The angel made a snorting sound of disbelief at his question. "Hardly!"

"Hell, then?" he inquired tentatively.

"Nay, but thou may wish it so."

Enough of this nonsense. Dead was dead. "Who are you?" Ivak demanded. "And how about pulling out this pitchfork?"

"Michael," the angel said, then eyeing the pitchfork, added, "Thou art certain I should do that?"

Before Ivak had a chance to reconsider, the angel . . . Michael . . . yanked it out, causing excruciating pain to envelop him as he fell to the rush-covered floor, face first. If he were not in such screaming pain, he would have been impressed at the strength of the angel to have removed, all in one smooth pull, the tines that had not only skewered his body but had been imbedded in the wooden wall behind him, as well. Like one of his muscle-honed warriors who hefted heavy broadswords with ease, this angel was.
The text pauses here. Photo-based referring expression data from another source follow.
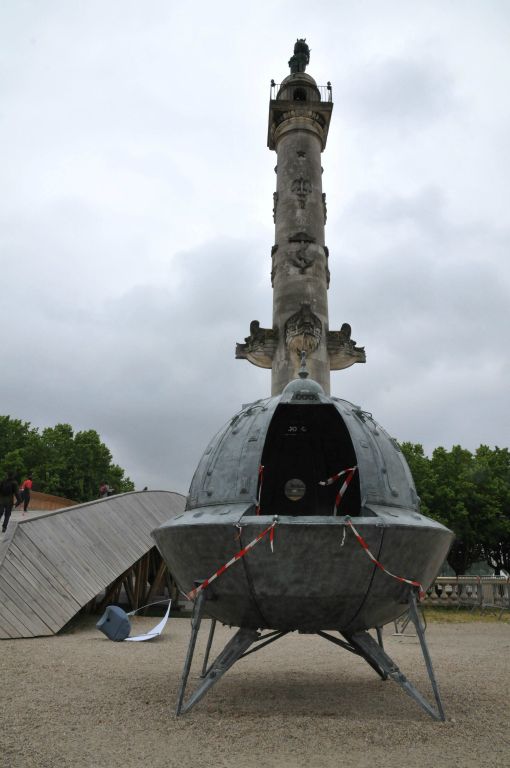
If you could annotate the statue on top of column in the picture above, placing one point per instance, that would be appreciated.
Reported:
(301, 57)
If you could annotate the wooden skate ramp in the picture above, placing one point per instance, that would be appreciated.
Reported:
(53, 564)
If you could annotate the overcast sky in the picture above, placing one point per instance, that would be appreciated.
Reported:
(136, 226)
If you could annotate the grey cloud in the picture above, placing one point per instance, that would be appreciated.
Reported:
(404, 93)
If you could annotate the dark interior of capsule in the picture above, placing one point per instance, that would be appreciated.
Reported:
(306, 444)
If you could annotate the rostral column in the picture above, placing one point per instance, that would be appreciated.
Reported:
(299, 116)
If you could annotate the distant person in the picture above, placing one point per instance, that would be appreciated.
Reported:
(9, 490)
(26, 489)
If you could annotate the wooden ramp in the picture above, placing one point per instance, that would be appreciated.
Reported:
(52, 564)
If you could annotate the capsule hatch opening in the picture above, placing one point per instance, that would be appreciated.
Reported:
(307, 444)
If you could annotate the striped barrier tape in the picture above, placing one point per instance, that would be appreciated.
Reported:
(376, 562)
(259, 497)
(269, 530)
(338, 475)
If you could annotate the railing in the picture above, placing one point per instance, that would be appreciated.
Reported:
(471, 591)
(325, 91)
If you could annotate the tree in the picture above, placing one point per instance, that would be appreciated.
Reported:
(62, 463)
(469, 493)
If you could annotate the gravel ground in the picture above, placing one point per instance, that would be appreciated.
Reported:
(79, 700)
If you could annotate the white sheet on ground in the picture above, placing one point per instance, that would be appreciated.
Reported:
(158, 629)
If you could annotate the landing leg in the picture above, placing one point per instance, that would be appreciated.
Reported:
(208, 649)
(229, 655)
(196, 620)
(377, 657)
(415, 618)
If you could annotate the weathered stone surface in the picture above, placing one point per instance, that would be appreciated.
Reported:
(299, 120)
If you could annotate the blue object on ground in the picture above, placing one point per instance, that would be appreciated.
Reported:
(114, 623)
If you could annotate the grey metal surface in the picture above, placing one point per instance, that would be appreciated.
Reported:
(318, 576)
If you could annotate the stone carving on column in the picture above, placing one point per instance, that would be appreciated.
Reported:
(303, 331)
(275, 205)
(259, 347)
(301, 188)
(342, 350)
(274, 268)
(301, 237)
(303, 258)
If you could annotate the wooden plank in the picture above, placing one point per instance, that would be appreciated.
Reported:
(26, 623)
(26, 611)
(62, 561)
(29, 599)
(45, 584)
(116, 539)
(94, 532)
(24, 545)
(37, 595)
(66, 538)
(86, 558)
(7, 630)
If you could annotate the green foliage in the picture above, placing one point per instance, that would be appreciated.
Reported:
(469, 493)
(62, 462)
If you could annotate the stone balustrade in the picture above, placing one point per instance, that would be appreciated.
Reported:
(470, 591)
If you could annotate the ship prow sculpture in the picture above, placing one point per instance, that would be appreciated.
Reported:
(302, 514)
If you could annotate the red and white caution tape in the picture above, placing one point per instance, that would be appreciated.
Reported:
(349, 474)
(338, 475)
(343, 489)
(376, 562)
(269, 530)
(261, 479)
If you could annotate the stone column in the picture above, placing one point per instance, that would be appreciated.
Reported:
(299, 117)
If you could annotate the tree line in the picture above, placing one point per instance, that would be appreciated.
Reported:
(62, 462)
(469, 493)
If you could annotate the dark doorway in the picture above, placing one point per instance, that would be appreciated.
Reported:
(306, 444)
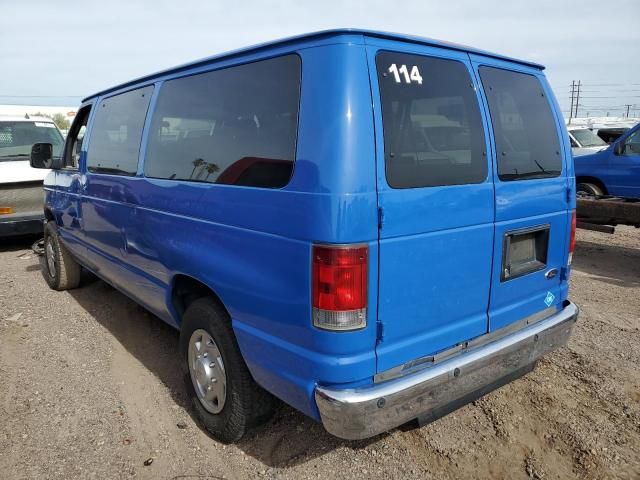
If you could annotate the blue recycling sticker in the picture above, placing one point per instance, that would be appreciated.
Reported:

He realized in that instant whose presence he was in. Staggering to his feet, he panted out, "Would that be Michael the Archangel? The warrior angel?"

The angel nodded his head in acknowledgment.

"Am I dead?"

"As a door hinge."

"Is this what happens when everyone dies? An angel shows up? You show up?"

"No."

"I'm someone special? I get special attention?"

"Thee could say that."

Ivak didn't like the sound of that. "Stop speaking in riddles. And enough with the thees and thous!"

The angel shrugged. "You are in no position to issue orders, Viking."

He sighed deeply and tried for patience, which had to be strange. A dead person trying to be patient. "What happens now?"

"That depends on you."

More riddles!

"You are a grave sinner, Ivak Sigurdsson. Not just you. Your six brothers are equally guilty. Each of you has committed one of the Seven Deadly Sins in a most grievous fashion."

"My brothers? Are they dead, too?"

"Some are. The others soon will be."

Ivak was confused. "Which horrible sin is it that I have committed?"

"Lust."

"Lust is a sin?" He laughed.

The angel continued to glare at him. No sense of humor at all.

Ivak laughed again.

But not for long.

The angel raised his hand and pointed a finger at him, causing him to be slammed against the wall and pinned there, but this time there was no pitchfork involved. Just some invisible bonds. "Sinner, repent," Michael demanded in a steely voice, "lest I send you straight to Lucifer to become one of his minions. You will like his pitchfork even less than the mortal one that impaled you."

"I repent, I repent," Ivak said, though he still didn't see how lust could be such a big sin.

"You do not see how lust can be sinful?" Michael could obviously read his mind. The angel gaped at him for a moment before exclaiming, "Vikings! Lackwits, one and all!" With those words, the angel waved a hand in front of Ivak's face, creating a cloudy screen in which he began to see his life unfolding before him, rather the lust events in his life.

It didn't take Ivak long to realize that not all the girls and women had been as eager to spread their thighs for him as he'd always thought, but most of them had. What surprised him was the number of husbands or betrothed who'd suffered at his hands-rather his cock-for his having defiled their loved ones. Serk hadn't been the only one. And babes! Who knew he'd bred so many out-of-wedlock children . . . and how many of them lived in poverty! He would have cared for any of his whelps brought to his keep, but these were in far countries.

And then there was this past night's events . . . the thrall he'd taken to his bed furs knowing she was wed. Worst of all, his betrayal of his best friend.

He shook his head with dismay as shame overcame him. Raising his eyes to the angel, he asked, "What can I do to make amends?"

Michael smiled, and it was not a nice smile. "I thought you would never ask, Viking. From this day forth, you will be a vangel. A Viking vampire angel. One of God's warriors in the fight against Satan's vampire demons, Lucipires by name."

Ivak had no idea what Michael had just said. What was a vampire?